Минуло меньше минуты, прежде чем давешний мужчина, неодобрительно зыркнув на неё, протопал обратно. Дверь в тамбур он закрыл неплотно. От шатания вагона она врезалась в бачок для мусора и уже не захлопывалась.
Лис прильнула к углу. Прислушалась к негромкой беседе.
— Я тебя не осуждаю. У кого язык повернётся разглагольствовать здесь о правильном и неправильном?
Говорил Берг. С занятой позиции девушка видела его прямую спину. У военных – не той ребятни, что набежала в армию по зову агитплакатов, а выпускников Академии и выходцев из семей потомственных офицеров – выправка была что надо. Их за милю замечали.
— Но, на мой взгляд, рассказать всё-таки придётся, – продолжал он, и в небольшой паузе Лис расслышала тяжёлый вздох его невыносимого собеседника. – Знаю, Эрт, знаю. Не старику поучать: я сам ничего не добился и не решил, даже на банальное признание не хватило духу. – Он горько усмехнулся. Одёрнул китель. – Не наступай на мои следы. Твоё молчание к добру не приведёт.
— Мистер Берг. – Из-за тона обращение прозвучало слишком официально. Девушка представила недовольную гримасу отставного генерала. Пока в интонациях одного отражалась отеческая ласка, другой возводил стену. Кирпичик за кирпичиком. – Кому, по-вашему, легче станет? Считайте меня трусом или безнадёжным дураком – я предпочту, чтобы это как можно дольше хранилось только в моей голове. Тут нет средних значений: либо выкладывать правду полностью, либо не выдавать вообще.
— Однажды она выйдет наружу, – не отступил Берг. – Ты себя в ловушку загоняешь. Тебя же выставят крайним.
— Это мои проблемы, – отрезал Катлер. – Если она откажется, я не буду настаивать. К тому же, не исключено, что завтра к вечеру отпадёт надобность беспокоиться об Эйвилин. Тогда я отпущу…

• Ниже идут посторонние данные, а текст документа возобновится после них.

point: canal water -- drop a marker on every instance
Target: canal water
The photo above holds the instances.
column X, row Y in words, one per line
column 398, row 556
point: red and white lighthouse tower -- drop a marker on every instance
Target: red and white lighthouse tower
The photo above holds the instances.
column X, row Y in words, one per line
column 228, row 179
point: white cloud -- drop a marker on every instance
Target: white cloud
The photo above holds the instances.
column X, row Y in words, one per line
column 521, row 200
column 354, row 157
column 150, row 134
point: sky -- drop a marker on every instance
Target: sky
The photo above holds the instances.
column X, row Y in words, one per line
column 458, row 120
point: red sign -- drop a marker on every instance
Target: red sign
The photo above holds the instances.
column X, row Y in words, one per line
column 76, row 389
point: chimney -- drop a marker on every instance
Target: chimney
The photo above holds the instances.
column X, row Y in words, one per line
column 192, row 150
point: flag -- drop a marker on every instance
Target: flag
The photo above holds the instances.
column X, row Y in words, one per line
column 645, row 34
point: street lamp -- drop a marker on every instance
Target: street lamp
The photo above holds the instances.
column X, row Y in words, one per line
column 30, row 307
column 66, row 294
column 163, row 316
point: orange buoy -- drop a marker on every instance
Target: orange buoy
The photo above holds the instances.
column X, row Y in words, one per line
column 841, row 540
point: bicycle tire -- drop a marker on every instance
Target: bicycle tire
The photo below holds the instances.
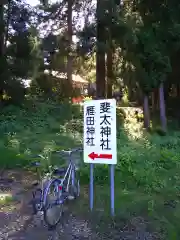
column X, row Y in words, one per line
column 57, row 203
column 75, row 190
column 36, row 200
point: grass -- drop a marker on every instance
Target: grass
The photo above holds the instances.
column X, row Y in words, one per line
column 147, row 180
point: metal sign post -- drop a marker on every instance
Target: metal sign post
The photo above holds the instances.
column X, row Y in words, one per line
column 100, row 146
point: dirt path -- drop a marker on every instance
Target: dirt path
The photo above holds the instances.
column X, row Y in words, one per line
column 18, row 223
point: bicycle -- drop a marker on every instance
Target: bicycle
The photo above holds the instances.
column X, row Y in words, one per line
column 64, row 187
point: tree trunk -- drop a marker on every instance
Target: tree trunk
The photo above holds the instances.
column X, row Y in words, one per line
column 100, row 54
column 146, row 112
column 162, row 108
column 2, row 57
column 69, row 54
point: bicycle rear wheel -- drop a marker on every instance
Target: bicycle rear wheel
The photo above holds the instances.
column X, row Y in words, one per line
column 53, row 203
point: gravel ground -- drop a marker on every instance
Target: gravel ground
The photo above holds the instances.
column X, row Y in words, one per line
column 17, row 222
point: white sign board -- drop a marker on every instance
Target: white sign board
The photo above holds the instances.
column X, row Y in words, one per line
column 100, row 131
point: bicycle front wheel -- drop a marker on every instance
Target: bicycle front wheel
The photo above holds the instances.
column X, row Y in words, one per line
column 53, row 203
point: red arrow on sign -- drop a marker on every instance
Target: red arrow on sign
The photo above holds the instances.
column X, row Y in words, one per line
column 94, row 155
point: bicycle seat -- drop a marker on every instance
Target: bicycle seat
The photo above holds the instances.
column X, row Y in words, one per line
column 59, row 171
column 35, row 164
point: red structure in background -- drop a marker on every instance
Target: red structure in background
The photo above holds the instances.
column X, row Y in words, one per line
column 77, row 99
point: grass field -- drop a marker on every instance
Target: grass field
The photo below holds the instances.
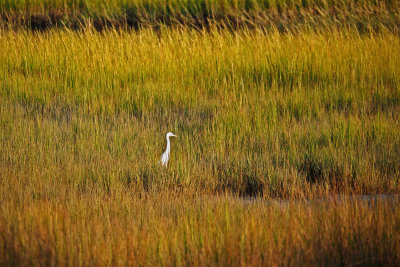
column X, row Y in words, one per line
column 261, row 115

— А сможешь? – перебил его генерал.
Лис навострила уши. Ищейки интерина вышли на Эйвилин? Он бы не разбрасывался столь громкими заявлениями в обратном случае. Сорния – огромная страна, и откопать на её просторах какого-нибудь персонажа часто бывало затруднительно, особенно когда тот скрывался. Наёмники с этим сталкивались постоянно, и в переводе с замысловатого на общечеловеческий формулировки заказчиков звучали следующим образом: «Пойди найди господина Б., которого я видел год назад на дне рождении моей бабушки в местечке Л. за тридевять земель отсюда». Для завершения картины в формуле не доставало объекта Я., из-за которого господина Б. надлежало пытать раскалённым утюгом. Путём нехитрого сопоставления трёх названных переменных получалась мысль каждого, на кого взваливали подобный контракт. Мороки с ним…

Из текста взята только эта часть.